This CLE webinar will offer policyholder advocates better ways to think about and frame insurance coverage disputes for improved outcomes. The panel will suggest arguments, techniques, and practices that help counsel find more and better support for their policy language interpretations--sometimes in unusual places--when an insurer challenges or denies coverage.

Faculty

Description

Insurance policies are complicated documents, and businesses may have multiple policies, including both primary and excess policies. Counsel seeking coverage will want to scrutinize the policies and the insurer's coverage position from many different angles. Carrying the insurer's argument all the way through to its logical or illogical conclusion may underscore why it fails.

Policyholder counsel will want to scour every available insurer-side writing that bears on coverage, not just the policy itself. Much can be gleaned from prior cases dealing with the same language, prior decisions by the judge on the case, the history of the policy language or exclusion, intra-insurer communications, letters, guidelines, and more.

The newest tool could be generative AI. One Eleventh Circuit judge has suggested generative AI might be a useful tool for ascertaining the ordinary meaning of certain words or phrases. Counsel will want to consider the pros and cons of this new technology and also whether the court might do so.

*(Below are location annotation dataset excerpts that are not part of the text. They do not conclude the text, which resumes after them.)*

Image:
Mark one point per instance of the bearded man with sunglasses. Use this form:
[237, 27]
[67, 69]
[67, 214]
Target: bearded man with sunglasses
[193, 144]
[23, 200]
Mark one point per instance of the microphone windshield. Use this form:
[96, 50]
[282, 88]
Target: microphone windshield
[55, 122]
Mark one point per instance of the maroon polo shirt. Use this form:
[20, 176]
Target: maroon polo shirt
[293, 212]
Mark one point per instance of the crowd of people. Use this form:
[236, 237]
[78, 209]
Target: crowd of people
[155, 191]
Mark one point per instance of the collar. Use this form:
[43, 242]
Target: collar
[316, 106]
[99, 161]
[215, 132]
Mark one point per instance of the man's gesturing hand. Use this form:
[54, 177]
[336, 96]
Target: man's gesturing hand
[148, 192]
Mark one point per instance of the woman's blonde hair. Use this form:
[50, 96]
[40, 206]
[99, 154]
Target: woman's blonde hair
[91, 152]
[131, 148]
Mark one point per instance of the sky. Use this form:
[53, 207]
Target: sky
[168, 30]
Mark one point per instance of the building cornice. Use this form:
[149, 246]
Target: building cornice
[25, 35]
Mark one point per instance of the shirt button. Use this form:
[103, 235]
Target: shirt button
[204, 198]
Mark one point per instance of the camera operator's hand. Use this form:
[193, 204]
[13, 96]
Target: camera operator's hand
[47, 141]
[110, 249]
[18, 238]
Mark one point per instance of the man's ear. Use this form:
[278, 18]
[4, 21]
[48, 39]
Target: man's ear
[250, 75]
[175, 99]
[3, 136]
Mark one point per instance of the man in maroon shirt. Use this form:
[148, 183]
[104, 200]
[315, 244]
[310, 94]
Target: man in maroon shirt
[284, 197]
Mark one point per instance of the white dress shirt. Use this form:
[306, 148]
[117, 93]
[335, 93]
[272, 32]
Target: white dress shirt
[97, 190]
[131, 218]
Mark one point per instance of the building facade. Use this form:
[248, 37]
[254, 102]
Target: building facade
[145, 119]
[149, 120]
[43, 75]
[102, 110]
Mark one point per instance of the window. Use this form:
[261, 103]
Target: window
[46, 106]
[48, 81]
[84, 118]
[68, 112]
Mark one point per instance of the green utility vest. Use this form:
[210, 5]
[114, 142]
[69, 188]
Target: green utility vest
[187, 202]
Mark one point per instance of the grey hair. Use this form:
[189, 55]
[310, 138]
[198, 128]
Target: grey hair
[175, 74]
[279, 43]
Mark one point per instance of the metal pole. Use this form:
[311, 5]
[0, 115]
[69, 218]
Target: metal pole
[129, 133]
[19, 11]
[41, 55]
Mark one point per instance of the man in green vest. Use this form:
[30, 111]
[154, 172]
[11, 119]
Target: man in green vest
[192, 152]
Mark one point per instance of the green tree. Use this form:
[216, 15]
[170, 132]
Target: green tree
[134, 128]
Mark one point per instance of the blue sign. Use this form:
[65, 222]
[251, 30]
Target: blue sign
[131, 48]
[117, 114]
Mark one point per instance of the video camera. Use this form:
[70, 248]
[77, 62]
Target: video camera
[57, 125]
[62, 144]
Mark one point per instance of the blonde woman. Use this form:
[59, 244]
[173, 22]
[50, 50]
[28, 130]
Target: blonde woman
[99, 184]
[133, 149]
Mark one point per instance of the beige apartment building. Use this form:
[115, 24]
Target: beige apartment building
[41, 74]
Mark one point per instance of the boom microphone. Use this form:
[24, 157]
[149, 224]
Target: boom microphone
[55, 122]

Listen as this panel of creative attorneys discusses strategies and techniques for making the best policyholder arguments and better ways of thinking about and framing insurance-related disputes.

Outline

  1. How to identify non-obvious policies with potential coverage
  2. Using the policy to bolster coverage arguments
  3. Using insurer-drafted materials to argue for coverage
  4. Rebutting insurer arguments against coverage

Benefits

The panel will review these and other key issues:

  • What overlooked or unusual documents from insurers are often helpful in making the case for coverage, and can a policyholder get them when they need them?
  • What are the best methods for distinguishing insurer case law?
  • Should AI in any form be used to determine the meanings of words or phrases?